Helping families, whether or not they identify as LGBTQ+, has been the mission of the Center for Advanced Reproductive Services, based in Farmington with offices in Hartford, New London and Branford. Established in 1983, the Center has been responsible for just over 17,000 live births, according to CEO Paul Verrastro. Of those, approximately 2,000 have been to LGBTQ+ individuals, though he adds that the Center has only been tracking LGBTQ+ parents as a separate group for the last decade.

The Center serves many 

LGBTQ+ people, he says: 

“Single people, gay male 

couples, lesbians, and transgender people at various points in their transition.” They offer in-vitro fertilization (the only option for men) or intrauterine insemination, and option for lesbian and trans people. He adds that most lesbian use reciprocal IVF where one partner provides the egg and the other carries the child so there will be a biological connection to both parents. 

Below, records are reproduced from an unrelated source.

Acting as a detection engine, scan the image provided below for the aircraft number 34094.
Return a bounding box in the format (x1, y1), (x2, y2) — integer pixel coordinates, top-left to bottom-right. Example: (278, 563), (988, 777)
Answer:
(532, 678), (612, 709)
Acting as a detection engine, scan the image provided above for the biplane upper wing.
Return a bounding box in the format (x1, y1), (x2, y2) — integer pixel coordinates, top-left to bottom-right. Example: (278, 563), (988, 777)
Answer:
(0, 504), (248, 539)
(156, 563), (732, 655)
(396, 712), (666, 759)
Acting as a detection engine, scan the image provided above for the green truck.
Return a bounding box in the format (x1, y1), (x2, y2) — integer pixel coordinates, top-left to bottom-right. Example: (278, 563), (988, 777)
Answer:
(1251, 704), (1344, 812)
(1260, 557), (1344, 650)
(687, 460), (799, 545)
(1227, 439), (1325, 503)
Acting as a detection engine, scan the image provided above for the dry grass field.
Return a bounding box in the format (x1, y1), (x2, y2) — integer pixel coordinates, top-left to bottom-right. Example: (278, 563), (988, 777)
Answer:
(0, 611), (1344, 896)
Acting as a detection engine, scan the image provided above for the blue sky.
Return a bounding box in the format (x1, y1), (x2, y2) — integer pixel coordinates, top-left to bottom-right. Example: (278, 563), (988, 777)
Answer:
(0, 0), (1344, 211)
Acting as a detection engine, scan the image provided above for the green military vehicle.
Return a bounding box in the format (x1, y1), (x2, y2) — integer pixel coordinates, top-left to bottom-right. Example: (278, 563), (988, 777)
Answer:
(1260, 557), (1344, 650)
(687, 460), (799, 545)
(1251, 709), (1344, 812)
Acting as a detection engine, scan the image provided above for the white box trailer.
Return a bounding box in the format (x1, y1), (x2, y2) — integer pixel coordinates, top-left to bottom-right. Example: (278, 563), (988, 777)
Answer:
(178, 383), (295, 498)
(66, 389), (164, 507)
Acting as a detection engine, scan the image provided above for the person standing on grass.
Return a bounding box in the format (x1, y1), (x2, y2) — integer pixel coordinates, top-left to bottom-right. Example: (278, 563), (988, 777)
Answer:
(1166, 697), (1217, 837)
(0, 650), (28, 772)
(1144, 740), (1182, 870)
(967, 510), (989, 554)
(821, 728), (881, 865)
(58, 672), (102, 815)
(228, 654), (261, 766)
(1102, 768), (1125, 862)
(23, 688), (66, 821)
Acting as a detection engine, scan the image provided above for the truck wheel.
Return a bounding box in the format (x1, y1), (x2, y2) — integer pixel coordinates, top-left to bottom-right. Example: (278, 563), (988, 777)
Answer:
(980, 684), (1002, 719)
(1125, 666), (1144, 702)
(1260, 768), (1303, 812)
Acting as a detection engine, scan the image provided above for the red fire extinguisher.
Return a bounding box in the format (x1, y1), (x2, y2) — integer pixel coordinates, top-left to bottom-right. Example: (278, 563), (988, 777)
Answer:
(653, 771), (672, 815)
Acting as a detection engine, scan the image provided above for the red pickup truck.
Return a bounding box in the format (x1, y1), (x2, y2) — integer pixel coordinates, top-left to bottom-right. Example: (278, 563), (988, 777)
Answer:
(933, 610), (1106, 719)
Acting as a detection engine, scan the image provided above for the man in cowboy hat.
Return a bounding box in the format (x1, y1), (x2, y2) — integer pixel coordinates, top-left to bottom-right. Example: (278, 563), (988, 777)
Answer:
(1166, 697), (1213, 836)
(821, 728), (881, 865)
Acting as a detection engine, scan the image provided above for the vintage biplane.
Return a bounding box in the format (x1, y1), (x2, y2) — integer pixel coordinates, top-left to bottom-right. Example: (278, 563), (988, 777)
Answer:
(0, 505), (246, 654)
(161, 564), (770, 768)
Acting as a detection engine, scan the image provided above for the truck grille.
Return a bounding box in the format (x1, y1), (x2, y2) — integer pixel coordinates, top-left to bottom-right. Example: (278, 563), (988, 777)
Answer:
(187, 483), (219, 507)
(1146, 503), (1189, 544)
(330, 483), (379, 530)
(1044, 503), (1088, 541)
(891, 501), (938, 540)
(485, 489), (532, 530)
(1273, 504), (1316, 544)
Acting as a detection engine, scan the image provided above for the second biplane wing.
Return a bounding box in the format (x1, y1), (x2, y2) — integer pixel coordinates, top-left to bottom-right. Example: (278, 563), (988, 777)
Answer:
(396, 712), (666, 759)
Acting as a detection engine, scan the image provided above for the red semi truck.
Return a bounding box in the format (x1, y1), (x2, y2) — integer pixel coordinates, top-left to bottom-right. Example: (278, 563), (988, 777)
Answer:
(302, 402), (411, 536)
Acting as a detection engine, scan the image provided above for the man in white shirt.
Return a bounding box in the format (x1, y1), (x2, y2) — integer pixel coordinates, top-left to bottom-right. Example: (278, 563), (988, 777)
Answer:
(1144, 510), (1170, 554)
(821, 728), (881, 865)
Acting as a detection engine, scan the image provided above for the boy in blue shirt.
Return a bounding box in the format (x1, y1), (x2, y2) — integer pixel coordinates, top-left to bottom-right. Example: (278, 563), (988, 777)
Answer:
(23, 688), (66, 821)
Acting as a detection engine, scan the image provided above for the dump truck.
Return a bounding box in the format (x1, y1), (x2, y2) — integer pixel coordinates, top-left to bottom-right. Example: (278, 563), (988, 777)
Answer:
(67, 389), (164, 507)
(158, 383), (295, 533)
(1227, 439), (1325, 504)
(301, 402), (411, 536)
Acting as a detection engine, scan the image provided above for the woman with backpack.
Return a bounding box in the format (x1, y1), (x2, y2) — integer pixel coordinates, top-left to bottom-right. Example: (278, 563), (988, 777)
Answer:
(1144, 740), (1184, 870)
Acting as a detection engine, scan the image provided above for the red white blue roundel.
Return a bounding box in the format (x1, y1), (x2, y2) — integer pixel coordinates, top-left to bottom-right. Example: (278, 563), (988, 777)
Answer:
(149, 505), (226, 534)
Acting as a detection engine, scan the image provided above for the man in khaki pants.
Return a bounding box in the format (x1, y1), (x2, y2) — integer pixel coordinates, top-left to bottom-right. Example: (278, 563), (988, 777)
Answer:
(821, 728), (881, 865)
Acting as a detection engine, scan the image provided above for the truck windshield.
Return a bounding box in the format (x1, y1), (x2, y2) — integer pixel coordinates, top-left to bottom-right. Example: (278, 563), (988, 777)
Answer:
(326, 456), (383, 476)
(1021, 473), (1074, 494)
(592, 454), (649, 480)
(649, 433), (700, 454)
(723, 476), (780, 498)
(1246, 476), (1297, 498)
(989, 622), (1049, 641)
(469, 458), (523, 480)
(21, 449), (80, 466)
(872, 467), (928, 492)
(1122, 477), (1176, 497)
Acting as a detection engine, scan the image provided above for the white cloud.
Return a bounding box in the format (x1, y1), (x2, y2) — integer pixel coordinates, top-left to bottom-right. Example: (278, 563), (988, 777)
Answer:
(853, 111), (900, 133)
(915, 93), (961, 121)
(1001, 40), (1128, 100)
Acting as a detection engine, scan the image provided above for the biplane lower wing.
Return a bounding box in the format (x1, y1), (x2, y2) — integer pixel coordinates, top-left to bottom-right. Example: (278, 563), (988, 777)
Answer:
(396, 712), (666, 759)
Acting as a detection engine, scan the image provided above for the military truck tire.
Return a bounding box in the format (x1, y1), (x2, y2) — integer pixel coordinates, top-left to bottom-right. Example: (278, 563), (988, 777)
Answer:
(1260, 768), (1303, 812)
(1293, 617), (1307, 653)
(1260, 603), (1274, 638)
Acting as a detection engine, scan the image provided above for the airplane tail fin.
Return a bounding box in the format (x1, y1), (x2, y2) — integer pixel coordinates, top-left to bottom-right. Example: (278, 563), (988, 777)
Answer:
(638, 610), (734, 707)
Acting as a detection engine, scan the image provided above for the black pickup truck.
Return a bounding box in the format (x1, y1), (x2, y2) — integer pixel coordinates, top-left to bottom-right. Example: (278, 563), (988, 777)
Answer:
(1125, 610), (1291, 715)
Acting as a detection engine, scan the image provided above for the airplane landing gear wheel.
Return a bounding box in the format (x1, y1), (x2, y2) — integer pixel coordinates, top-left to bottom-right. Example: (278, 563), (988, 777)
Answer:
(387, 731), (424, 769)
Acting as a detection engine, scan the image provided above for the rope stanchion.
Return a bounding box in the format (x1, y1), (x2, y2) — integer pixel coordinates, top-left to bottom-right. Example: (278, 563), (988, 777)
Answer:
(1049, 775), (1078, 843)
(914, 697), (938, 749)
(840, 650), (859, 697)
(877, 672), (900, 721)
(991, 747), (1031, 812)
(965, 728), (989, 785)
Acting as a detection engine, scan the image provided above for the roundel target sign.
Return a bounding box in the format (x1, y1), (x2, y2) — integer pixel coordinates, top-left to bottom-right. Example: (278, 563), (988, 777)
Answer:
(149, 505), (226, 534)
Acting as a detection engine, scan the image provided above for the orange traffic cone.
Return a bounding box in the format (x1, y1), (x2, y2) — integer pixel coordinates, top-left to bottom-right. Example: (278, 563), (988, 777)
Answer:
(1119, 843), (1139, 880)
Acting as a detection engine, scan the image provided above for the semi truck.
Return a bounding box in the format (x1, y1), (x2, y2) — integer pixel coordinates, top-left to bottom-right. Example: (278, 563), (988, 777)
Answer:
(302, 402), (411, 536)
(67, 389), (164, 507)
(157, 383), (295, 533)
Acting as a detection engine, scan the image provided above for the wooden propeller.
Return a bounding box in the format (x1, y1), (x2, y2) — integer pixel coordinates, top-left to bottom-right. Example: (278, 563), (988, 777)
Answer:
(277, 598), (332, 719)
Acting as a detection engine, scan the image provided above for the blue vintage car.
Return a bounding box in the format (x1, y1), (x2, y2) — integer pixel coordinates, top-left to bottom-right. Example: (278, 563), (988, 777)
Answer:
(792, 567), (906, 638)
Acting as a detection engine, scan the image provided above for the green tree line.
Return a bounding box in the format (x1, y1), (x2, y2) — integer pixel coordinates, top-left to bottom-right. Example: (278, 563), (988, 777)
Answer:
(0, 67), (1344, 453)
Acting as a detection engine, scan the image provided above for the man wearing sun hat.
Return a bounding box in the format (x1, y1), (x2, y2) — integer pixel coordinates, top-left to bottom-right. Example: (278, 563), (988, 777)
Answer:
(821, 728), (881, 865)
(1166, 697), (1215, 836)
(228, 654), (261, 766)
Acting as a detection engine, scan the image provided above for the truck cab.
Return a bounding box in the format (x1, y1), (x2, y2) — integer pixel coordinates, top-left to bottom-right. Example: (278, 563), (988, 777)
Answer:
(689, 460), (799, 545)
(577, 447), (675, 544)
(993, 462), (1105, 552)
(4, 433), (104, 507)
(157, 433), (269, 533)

Whatever method people select, Verrastro is eager for everyone to understand the ramifications of the Parentage Act and how it serves LGBTQ+ communities. He says, “Connecticut has always been LGBTQ+ friendly, even if it hasn’t meant to be. In the early 90s, we were the first to recognize sperm donation as a legitimate way to build a family. In the early 2000s, we were also the first to pass legislation to recognize the gestational carrier, another word for surrogate.” 

These moves were mainly designed to support heteronormative parenting, but they benefitted LGBTQ+ people as well. To that end, Verrastro says, it’s essential for people who are considering becoming parents to be informed about the act and its benefits.

“The beauty of the act,” he says, “is that when the child is born in the hospital, the parents or parents are able to complete an ‘Acknowledgement of Parenthood.’ It has removed gender as an assumption as to who is the parent of the child, and it has removed the number of parents. 

“In the past, it was automatically assumed that all kids had two parents and that they were a mom and a dad. Now, at the time the child is born—prior to completing the birth certificate—they can choose the parent.” 

Verrastro notes that this form has streamlined the process of parenthood significantly. The Acknowledgement of Parenthood is a legally binding form. Previously, the prospective parents would have to go to the courts to obtain a pre-birth order, and allow the child to be born. At that time, the woman delivering the child would be the parent on the birth certificate, and the other parent would have to do a post-birth adoption. 

Over and above the legal advantages, there are emotional benefits as well. Because parents can be legally acknowledged from birth, they achieve a level of equality and legitimacy as parents that cannot be questioned. This can be essential for practical matters as medical decisions, insurance, inheritance, and preserving parental rights should a couple ultimately separate. The intangible benefit is that the family is recognized by the state as equal to traditional, heterosexual couples.

Since it only went into effect this year, Verrastro says that they are still educating people about the parentage act and what it means. Verrastro himself identifies as a member of the LGBTQ+ community, and the Center is currently undergoing the accredidation process for the Healthy Equality Index, which Verrastro describes as a seal of approval for policies, training, use of preferred pronouns, new names, genders, and new genders. All of these are established practices of the Center.

Verrastro says the door is always open for prospective parents seeking advice. The Center’s website (www.uconnfertility.com) also includes a dedicated section with comprehensive information for LGBTQ+ individuals exploring building their families.